For the production Actor’s Express has hired a community engagement consultant and is hosting a number of programs to further educate the community about what HIV and AIDS look like now. Every Saturday audiences are able to participate in a “Chat & Chew” where they see Part 1, have a dinner and discussion at a local restaurant, then see Part 2. Before every Thursday night performance, community organizations that support the LGBTQIA community and that provide services for those with HIV and AIDS have tabling space in the lobby area.

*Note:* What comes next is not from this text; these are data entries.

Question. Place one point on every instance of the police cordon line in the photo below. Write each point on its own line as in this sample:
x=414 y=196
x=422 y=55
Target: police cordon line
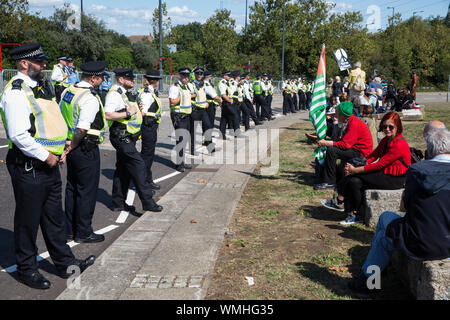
x=65 y=122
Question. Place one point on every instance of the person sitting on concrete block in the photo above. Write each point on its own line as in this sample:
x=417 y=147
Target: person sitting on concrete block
x=423 y=233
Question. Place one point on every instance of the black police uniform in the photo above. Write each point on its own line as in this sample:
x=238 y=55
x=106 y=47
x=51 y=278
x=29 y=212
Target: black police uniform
x=38 y=195
x=129 y=164
x=83 y=172
x=149 y=131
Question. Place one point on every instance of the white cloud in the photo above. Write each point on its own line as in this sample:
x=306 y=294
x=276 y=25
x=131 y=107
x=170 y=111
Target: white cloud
x=45 y=3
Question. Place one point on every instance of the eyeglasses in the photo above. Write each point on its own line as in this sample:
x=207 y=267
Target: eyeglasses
x=390 y=126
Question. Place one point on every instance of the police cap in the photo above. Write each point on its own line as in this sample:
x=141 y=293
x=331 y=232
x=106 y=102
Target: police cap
x=96 y=68
x=235 y=73
x=184 y=71
x=152 y=74
x=31 y=51
x=124 y=72
x=199 y=70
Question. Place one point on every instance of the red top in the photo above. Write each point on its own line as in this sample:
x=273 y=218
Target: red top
x=389 y=161
x=357 y=136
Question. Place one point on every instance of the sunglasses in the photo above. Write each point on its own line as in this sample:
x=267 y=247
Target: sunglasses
x=385 y=126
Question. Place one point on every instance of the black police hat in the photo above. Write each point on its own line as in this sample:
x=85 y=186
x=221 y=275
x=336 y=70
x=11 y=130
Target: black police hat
x=124 y=72
x=152 y=74
x=185 y=71
x=29 y=51
x=235 y=73
x=97 y=68
x=199 y=70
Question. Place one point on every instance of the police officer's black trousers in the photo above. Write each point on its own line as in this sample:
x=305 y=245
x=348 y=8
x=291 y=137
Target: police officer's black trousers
x=262 y=110
x=229 y=114
x=149 y=138
x=251 y=110
x=129 y=166
x=199 y=115
x=295 y=101
x=83 y=175
x=38 y=196
x=185 y=124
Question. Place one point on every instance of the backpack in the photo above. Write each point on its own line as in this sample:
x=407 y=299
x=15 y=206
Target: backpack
x=359 y=84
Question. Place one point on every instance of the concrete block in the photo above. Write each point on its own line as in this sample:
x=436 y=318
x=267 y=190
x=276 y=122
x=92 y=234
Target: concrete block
x=378 y=201
x=426 y=280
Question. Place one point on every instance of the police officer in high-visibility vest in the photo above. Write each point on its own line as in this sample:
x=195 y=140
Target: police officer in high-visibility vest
x=83 y=112
x=36 y=134
x=301 y=95
x=213 y=99
x=60 y=77
x=126 y=120
x=180 y=95
x=228 y=91
x=199 y=111
x=151 y=109
x=248 y=98
x=262 y=111
x=294 y=93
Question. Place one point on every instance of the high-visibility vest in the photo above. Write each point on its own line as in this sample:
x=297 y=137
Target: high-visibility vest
x=65 y=81
x=185 y=105
x=49 y=128
x=70 y=108
x=134 y=124
x=257 y=87
x=200 y=99
x=155 y=105
x=210 y=99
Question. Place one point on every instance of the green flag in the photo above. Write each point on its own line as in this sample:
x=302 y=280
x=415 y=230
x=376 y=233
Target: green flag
x=317 y=111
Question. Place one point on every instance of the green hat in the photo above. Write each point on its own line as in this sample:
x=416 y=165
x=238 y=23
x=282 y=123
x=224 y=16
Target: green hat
x=346 y=108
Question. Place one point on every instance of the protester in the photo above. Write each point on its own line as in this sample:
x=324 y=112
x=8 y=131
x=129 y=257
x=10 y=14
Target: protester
x=422 y=233
x=385 y=169
x=356 y=141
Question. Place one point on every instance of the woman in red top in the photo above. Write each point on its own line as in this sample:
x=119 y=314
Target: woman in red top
x=389 y=172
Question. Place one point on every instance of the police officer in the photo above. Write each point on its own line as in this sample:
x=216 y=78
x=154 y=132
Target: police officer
x=213 y=101
x=199 y=113
x=36 y=134
x=60 y=77
x=151 y=109
x=228 y=90
x=180 y=96
x=262 y=111
x=125 y=130
x=248 y=98
x=83 y=112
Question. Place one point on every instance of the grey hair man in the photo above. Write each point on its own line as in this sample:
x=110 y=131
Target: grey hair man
x=423 y=233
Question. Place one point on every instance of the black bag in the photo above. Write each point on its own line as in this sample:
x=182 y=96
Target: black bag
x=358 y=161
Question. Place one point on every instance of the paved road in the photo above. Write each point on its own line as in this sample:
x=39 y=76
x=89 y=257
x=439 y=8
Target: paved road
x=104 y=219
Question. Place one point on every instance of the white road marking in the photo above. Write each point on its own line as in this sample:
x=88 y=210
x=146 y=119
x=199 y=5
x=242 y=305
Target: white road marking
x=71 y=244
x=132 y=194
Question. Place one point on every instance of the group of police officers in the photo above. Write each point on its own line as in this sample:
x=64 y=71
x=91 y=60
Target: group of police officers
x=65 y=123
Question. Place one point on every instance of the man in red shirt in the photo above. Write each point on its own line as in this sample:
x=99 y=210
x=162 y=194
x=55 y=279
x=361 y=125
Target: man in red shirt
x=355 y=142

But for all of the sociopolitical and even medical relevance, the space where Angels in America resonates most strongly is the hardest to pinpoint: the spirit. When the mind goes crazy, the heart breaks, and the organs shut down, it’s the part of us that remains felt and not seen. The spirit is indestructible. In Kushner’s essay “Notes Toward a Theatre of the Fabulous,” from John Clum’s book Staging Gay Lives, he writes: “The Fabulous is the assertively Camp camp, the rapturous embrace of difference, the discovering of self not in that which has rejected you but in that which makes you unlike, and disliked, and Other.” Fabulous, thus defined, is not an outfit, religion, or economic class. It is the power that comes with self-knowledge, which is ultimately what the characters have to find in the play.
“We have God inside of us, and we have the possibility to be angels to other people,” DeShazor said. “The more we are willing to tear down barriers, relate to each other, listen, and educate ourselves, the more we get into a space where we can be more God-like, or angelic. It’s more than charity. It’s being able to be that person who someone can call on in the middle of the night. We all have the capacity to be angels—we just have to know that we’re worth it, that we matter.”
As the third decade of the 21st century approaches and America continues its painful quest for a national identity, a new question arises: Will we be angels to each other? It is possible to want, and to fight for, the best interests of someone with whom you have nothing in common. The only context for humanistic value is humanity. Separation has shown us clearly what it yields; perhaps it is time to give togetherness a chance.
Kelundra Smith is an arts journalist based in Atlanta.